A powerful piece from Juliet Samuel, in the Times, on the Maccabi Tel Aviv debacle:

What’s odd is that the “evidence” compiled by West Midlands police, which was used to justify making the city an official no-go zone for Israelis, bears so little resemblance to the official Dutch account. It has more in common with the story told by local Islamists. As the Dutch police told The Sunday Times, the British force’s account was simply “not true”.

To explain this discrepancy, MPs summoned the cops, O’Hara and his boss, Craig Guildford, the chief constable. Guildford, a man whose explanatory powers are best understood by imagining that Chief Wiggum was made to undergo some sort of “executive stakeholder management training”, was keen to stress that because he had admitted that at least one factual claim was “completely wrong” (due, incredibly, to being “scraped off social media”) MPs could be very confident that he hadn’t made up the rest.

Unfortunately, shortly after making this dubious case, he and his colleague admitted that their figure for the number of police deployed in Amsterdam, a number they had cited as fact, was in fact made up. Then O’Hara claimed that the decision to ban Israeli fans had been supported by Birmingham’s Jewish community. The next day, he retracted that claim.

Still, they argued, you couldn’t fault them because their process had been “peer-reviewed” by fellow chief constables who make up a body called the UK Football Policing Unit. This is the same unit that they also stated had been intimately involved in gathering the evidence, suggesting a degree of incestuousness not normally associated with the term “peer review”. Asked to explain why the Dutch police had debunked their “evidence”, they suggested that this was all to do with political pressure in the Netherlands and that they knew the real truth because the Dutch had told them on a Zoom call, which unfortunately no one took any minutes of.

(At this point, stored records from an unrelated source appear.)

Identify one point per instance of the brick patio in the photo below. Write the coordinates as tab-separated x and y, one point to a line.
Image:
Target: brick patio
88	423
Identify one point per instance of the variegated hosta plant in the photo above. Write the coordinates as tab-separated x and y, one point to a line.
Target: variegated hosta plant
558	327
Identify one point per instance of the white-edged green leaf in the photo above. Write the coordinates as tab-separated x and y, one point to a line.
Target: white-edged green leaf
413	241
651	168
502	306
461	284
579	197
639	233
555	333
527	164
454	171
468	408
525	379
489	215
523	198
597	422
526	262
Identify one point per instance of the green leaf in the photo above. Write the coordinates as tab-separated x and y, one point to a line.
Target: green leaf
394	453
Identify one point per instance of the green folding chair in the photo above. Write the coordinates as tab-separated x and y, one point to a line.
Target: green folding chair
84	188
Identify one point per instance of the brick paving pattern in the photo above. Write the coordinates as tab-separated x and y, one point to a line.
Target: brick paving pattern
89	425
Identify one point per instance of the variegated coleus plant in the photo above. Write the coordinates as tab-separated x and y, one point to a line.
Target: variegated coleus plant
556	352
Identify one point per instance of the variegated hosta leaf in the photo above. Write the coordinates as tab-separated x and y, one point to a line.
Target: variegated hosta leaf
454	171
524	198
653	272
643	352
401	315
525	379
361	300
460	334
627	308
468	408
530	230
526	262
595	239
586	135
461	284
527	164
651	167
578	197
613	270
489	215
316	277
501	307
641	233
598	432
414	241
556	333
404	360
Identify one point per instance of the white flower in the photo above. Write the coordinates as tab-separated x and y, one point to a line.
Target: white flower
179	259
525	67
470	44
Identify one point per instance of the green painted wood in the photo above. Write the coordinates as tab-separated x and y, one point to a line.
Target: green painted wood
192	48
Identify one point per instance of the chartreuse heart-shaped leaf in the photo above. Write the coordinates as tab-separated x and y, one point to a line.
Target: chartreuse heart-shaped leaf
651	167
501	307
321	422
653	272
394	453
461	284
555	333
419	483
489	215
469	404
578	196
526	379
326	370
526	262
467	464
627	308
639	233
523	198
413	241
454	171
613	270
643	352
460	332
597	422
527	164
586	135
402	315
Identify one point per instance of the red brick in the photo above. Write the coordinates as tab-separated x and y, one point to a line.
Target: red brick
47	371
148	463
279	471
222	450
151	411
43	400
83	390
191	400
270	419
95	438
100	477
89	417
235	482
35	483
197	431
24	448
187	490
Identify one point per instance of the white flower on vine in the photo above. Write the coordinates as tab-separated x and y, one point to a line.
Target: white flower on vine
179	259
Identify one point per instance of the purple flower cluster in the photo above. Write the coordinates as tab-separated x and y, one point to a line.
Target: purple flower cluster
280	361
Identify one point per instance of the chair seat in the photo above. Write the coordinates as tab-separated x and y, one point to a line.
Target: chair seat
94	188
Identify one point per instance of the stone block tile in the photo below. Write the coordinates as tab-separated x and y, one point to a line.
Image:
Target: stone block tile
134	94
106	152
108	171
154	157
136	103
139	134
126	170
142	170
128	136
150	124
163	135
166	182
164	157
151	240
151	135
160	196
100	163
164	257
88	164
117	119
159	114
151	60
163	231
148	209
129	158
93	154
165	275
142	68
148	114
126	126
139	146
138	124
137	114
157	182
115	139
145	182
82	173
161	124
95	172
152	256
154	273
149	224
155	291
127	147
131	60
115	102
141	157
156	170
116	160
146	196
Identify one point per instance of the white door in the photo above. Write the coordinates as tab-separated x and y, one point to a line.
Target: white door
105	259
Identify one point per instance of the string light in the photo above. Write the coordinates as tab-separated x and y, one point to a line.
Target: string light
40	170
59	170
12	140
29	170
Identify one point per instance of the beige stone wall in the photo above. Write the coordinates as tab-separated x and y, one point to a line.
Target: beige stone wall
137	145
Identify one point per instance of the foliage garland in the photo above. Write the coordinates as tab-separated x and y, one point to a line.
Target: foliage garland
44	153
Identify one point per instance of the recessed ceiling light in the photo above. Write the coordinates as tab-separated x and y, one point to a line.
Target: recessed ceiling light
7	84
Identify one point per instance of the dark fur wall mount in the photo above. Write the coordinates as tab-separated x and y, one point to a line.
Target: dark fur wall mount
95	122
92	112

As for the government, it was performing its usual trick of waiting until there was failure and then condemning it. The Home Office was naturally aware of the likely impending screw-up but, as the minister Sarah Jones explained: “We did not have a function in that process”. A functionary with no function: that aptly summarises the government.

The implications of this lamentable farce are profound. The authorities are running scared.

This isn’t a one-off. It’s a pattern. If you want to know how the grooming gangs could get away with it, how they still are, why the issue of Palestine was allowed to take over so many city centres for so long, why we see parades of masked Islamist men praying in the road in Whitechapel or groups being permitted to chant about Gaza outside suburban Tube stations in Jewish London, the answer is the same. All too many arms of the British state operate under the influence of fear and corruption, beholden to local interest groups who use intimidation to take over the public square.